One recurring conversation I keep finding myself in at work and in my social circles is of people complaining about their paternal relatives. It’s either an entitled uncle or an aunt who’s hard to get along with. Or paternal relatives who have been visibly absent all through your life suddenly showing up and calling all the shots at your wedding or dictating burial rites. It seemed so repetitive that I began to ask people around me,
“which side of your family are you closer with?“
It almost always ended up with the maternal side as the answer. But why?

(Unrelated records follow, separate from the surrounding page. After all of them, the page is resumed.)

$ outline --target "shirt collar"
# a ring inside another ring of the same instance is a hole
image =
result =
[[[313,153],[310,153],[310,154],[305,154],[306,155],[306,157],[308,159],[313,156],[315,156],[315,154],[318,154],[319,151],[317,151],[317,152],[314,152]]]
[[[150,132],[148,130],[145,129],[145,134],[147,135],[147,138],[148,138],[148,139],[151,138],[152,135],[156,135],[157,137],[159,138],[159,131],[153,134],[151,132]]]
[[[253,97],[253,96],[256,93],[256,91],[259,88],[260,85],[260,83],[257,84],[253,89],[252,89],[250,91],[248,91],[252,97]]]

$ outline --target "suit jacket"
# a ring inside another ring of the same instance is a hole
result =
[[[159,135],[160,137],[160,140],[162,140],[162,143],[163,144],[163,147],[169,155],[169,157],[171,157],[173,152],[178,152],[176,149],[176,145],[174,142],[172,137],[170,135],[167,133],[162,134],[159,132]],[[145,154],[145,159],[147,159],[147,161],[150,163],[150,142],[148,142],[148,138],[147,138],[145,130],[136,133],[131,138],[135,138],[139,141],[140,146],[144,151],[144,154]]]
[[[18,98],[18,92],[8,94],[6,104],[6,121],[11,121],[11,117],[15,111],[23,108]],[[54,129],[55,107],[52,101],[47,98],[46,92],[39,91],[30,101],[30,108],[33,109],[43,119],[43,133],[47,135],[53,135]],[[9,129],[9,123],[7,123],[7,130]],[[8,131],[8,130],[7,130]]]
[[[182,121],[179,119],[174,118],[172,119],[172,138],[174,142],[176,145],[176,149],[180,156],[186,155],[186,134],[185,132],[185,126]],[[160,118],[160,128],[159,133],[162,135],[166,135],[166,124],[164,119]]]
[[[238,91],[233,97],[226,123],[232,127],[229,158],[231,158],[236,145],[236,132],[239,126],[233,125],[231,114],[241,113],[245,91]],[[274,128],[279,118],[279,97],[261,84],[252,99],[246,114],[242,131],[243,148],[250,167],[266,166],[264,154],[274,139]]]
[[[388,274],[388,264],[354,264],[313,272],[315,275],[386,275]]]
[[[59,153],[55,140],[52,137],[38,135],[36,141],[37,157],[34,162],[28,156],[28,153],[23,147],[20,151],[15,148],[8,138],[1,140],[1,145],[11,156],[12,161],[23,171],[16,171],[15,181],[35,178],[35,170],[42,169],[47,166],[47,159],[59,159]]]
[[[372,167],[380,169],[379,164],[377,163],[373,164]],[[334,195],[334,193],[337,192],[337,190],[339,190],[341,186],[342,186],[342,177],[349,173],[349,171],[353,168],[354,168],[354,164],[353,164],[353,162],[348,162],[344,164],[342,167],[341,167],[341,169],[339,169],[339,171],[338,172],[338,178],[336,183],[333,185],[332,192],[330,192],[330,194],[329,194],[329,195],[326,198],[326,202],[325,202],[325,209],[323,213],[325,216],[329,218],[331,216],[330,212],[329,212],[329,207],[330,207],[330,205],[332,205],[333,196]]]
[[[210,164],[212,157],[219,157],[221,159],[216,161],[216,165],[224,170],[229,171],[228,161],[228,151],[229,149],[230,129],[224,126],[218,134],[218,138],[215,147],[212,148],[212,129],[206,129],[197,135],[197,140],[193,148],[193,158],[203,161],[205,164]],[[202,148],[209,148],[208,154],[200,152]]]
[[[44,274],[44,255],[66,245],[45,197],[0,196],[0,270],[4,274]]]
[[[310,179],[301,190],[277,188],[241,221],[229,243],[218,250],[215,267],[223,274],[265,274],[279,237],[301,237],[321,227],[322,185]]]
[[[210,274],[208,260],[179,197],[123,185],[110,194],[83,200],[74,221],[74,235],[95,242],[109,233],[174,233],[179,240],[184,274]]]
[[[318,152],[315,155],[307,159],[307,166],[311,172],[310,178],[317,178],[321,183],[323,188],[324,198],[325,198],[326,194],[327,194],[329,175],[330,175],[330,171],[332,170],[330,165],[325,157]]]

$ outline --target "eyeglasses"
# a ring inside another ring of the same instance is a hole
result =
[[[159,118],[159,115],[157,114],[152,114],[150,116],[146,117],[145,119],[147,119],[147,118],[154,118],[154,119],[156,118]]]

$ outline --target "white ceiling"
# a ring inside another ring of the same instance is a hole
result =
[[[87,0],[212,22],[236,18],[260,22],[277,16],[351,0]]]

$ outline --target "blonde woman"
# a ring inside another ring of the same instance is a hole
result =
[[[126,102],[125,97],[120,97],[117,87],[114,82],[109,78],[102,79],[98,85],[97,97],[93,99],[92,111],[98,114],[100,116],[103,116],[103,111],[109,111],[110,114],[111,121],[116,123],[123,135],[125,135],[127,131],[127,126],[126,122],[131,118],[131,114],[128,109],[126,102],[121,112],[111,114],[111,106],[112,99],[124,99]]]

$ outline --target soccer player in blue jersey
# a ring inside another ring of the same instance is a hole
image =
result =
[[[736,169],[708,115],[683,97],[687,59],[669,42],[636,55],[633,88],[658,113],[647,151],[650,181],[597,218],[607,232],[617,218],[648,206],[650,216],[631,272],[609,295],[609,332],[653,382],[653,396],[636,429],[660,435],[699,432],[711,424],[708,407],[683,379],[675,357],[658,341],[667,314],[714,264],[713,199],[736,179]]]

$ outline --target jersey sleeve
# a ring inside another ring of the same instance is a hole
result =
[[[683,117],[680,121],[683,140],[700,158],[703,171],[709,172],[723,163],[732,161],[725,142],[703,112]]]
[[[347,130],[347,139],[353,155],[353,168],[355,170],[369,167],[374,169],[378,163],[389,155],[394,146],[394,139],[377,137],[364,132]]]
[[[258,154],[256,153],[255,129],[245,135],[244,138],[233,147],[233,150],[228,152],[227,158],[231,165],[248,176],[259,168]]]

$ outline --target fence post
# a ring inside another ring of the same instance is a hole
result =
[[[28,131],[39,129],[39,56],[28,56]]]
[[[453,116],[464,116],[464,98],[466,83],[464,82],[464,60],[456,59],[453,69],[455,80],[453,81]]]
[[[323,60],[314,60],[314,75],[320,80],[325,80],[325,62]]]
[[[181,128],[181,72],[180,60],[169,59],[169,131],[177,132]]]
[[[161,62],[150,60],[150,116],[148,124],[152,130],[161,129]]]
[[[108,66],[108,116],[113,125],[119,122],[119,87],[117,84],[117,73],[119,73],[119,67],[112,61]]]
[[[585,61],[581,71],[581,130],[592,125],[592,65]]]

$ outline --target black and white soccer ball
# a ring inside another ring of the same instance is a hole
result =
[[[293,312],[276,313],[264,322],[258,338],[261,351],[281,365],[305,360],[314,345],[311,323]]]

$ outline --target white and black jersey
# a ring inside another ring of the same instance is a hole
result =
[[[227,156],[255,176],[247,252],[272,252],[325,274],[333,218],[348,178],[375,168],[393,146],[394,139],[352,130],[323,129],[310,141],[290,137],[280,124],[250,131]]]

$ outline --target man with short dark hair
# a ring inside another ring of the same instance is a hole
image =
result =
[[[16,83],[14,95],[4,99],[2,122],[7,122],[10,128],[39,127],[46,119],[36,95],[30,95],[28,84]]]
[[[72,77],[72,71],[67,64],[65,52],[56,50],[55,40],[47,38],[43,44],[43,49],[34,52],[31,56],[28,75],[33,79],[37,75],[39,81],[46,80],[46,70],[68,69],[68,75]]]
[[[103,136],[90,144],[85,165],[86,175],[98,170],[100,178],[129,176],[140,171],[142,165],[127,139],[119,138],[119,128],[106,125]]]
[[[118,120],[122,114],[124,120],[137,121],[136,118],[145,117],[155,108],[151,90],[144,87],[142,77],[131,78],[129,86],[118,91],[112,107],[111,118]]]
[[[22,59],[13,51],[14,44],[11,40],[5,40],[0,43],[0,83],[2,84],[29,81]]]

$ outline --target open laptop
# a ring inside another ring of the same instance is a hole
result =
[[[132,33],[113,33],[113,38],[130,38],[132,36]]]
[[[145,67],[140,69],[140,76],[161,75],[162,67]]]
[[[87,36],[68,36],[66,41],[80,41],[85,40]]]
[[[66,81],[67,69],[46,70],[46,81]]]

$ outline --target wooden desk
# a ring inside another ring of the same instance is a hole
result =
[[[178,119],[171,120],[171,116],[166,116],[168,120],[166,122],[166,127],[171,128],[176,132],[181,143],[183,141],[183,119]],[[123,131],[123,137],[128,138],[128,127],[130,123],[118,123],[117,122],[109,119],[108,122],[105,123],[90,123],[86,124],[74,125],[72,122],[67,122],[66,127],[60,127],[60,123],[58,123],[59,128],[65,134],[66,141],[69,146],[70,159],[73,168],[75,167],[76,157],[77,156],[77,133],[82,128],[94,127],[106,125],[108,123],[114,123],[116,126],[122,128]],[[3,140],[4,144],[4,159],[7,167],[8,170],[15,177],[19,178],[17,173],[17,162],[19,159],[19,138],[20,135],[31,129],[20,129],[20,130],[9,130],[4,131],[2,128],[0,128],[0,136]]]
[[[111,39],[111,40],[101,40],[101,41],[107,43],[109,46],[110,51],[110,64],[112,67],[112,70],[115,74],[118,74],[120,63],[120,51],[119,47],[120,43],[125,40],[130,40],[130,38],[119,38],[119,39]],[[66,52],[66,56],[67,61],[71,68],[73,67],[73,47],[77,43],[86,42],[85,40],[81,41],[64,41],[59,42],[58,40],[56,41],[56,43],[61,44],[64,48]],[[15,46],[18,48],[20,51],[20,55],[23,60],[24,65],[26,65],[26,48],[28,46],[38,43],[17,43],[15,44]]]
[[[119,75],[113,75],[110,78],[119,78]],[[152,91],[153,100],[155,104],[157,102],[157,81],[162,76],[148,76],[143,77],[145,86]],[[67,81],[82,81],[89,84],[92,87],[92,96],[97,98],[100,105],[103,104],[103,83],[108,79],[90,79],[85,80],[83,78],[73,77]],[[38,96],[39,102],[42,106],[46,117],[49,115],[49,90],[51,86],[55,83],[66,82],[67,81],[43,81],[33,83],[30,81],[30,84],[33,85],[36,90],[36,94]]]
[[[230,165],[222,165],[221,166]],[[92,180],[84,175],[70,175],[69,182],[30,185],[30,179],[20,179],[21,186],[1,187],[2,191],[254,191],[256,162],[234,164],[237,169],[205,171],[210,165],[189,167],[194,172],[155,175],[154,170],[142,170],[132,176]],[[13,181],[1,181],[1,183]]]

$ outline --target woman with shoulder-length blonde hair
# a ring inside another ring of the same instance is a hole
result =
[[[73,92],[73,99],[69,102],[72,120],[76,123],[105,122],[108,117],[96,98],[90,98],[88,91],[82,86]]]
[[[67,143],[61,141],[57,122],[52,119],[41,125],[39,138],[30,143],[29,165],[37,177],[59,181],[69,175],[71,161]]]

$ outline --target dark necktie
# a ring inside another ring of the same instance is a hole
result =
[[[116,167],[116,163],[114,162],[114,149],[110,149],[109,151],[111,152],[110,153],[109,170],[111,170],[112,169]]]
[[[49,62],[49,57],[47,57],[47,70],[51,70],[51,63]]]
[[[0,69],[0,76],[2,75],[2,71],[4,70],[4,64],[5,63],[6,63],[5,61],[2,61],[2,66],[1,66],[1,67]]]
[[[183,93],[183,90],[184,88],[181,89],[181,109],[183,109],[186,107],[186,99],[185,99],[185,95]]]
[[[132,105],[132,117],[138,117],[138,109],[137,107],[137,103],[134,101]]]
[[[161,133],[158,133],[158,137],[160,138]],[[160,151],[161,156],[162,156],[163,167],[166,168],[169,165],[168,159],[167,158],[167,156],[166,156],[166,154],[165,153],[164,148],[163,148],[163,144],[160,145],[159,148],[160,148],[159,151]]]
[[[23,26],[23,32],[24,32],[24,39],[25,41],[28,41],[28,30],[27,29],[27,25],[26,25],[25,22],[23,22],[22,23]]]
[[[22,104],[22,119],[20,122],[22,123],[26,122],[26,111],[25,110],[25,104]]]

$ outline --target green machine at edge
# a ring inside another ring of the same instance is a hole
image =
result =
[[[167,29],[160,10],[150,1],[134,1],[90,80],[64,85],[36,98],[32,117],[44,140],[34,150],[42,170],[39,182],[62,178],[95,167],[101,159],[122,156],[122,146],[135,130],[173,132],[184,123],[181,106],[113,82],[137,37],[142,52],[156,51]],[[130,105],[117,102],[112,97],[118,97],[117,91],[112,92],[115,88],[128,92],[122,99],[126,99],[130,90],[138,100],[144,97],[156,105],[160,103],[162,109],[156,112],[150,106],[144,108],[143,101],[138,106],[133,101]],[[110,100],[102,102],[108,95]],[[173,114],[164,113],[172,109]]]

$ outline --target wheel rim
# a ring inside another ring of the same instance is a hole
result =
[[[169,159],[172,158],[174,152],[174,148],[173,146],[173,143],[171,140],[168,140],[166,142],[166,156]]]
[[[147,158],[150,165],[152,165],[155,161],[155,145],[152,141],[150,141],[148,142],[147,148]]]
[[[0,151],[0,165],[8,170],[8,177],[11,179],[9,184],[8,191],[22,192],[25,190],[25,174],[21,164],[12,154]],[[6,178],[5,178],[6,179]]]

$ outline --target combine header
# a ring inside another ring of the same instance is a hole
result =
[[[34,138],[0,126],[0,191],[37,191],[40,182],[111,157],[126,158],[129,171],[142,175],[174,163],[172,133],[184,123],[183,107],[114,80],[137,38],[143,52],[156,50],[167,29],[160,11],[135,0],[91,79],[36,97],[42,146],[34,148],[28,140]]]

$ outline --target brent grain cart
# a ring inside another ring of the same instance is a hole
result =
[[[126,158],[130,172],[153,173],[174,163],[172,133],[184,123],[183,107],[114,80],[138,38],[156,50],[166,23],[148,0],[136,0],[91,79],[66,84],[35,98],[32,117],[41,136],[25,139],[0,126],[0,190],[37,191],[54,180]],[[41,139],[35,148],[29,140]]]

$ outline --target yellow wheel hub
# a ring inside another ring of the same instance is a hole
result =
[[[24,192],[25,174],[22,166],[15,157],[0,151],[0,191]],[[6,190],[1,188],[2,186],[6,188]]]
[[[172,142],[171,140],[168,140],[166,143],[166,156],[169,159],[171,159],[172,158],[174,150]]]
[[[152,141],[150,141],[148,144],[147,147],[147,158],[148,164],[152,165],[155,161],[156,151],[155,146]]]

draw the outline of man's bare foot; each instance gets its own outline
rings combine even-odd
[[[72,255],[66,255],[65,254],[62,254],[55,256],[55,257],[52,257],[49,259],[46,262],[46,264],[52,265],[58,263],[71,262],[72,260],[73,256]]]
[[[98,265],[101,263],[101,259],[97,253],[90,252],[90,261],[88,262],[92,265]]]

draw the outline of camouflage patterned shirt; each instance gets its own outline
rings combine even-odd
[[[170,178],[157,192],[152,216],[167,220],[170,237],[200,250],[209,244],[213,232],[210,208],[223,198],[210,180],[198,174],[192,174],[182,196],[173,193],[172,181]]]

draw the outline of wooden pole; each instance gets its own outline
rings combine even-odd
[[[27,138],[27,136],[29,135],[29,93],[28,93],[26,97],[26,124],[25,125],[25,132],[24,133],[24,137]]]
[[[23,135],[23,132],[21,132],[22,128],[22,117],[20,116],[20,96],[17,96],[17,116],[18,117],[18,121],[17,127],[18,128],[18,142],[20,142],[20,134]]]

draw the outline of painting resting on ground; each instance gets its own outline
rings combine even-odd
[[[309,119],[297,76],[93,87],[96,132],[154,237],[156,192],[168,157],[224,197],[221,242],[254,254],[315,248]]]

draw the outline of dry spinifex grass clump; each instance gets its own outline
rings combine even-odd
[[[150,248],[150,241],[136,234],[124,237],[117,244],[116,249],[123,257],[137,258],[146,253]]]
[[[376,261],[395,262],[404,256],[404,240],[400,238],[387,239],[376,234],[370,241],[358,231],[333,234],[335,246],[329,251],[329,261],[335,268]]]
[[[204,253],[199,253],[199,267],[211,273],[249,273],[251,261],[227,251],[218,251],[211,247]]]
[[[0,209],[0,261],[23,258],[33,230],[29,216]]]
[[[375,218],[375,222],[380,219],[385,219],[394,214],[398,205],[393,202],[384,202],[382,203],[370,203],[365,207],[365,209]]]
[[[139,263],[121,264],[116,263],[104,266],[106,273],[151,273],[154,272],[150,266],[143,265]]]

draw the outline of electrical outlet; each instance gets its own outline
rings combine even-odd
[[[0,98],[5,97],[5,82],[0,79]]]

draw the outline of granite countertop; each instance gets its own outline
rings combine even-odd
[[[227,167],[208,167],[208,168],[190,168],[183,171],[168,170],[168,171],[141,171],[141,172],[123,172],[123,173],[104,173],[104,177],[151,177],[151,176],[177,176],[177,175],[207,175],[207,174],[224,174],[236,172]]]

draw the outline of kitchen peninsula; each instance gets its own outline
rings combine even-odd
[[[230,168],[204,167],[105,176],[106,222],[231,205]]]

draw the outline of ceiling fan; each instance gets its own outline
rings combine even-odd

Why do we find it easier to get along with cousins, aunties and uncles from the mom’s side than the dad’s side? Why does it feel like it’s your maternal relatives who make more of an effort to be active in your life than your paternal side? Is this something that is more common with Nigerians? Are we taking the bible verse “for this reason, a man shall leave father and mother to cleave to his wife” a little too literally and not making attempts to build a relationship with the new nuclear family of male relatives?
It bothers me because I have a brother and someday I’m going to be the paternal relative in his children’s lives. I don’t want to be the reason they roll their eyes at family functions or complain about with their peers.
Although if I am being fair, I feel like things are a little better in our generation. Because I’ve seen my friends who get along really well with their husband’s relatives. I’ve seen some of their kids have the cutest relationship with their paternal relatives and it warms my heart because maybe, just maybe this is not a pattern that will continue on in our generation. But I want to draw our attention to this cycle and I hope many of us would be intentional about not becoming the relatives that our kids would complain about.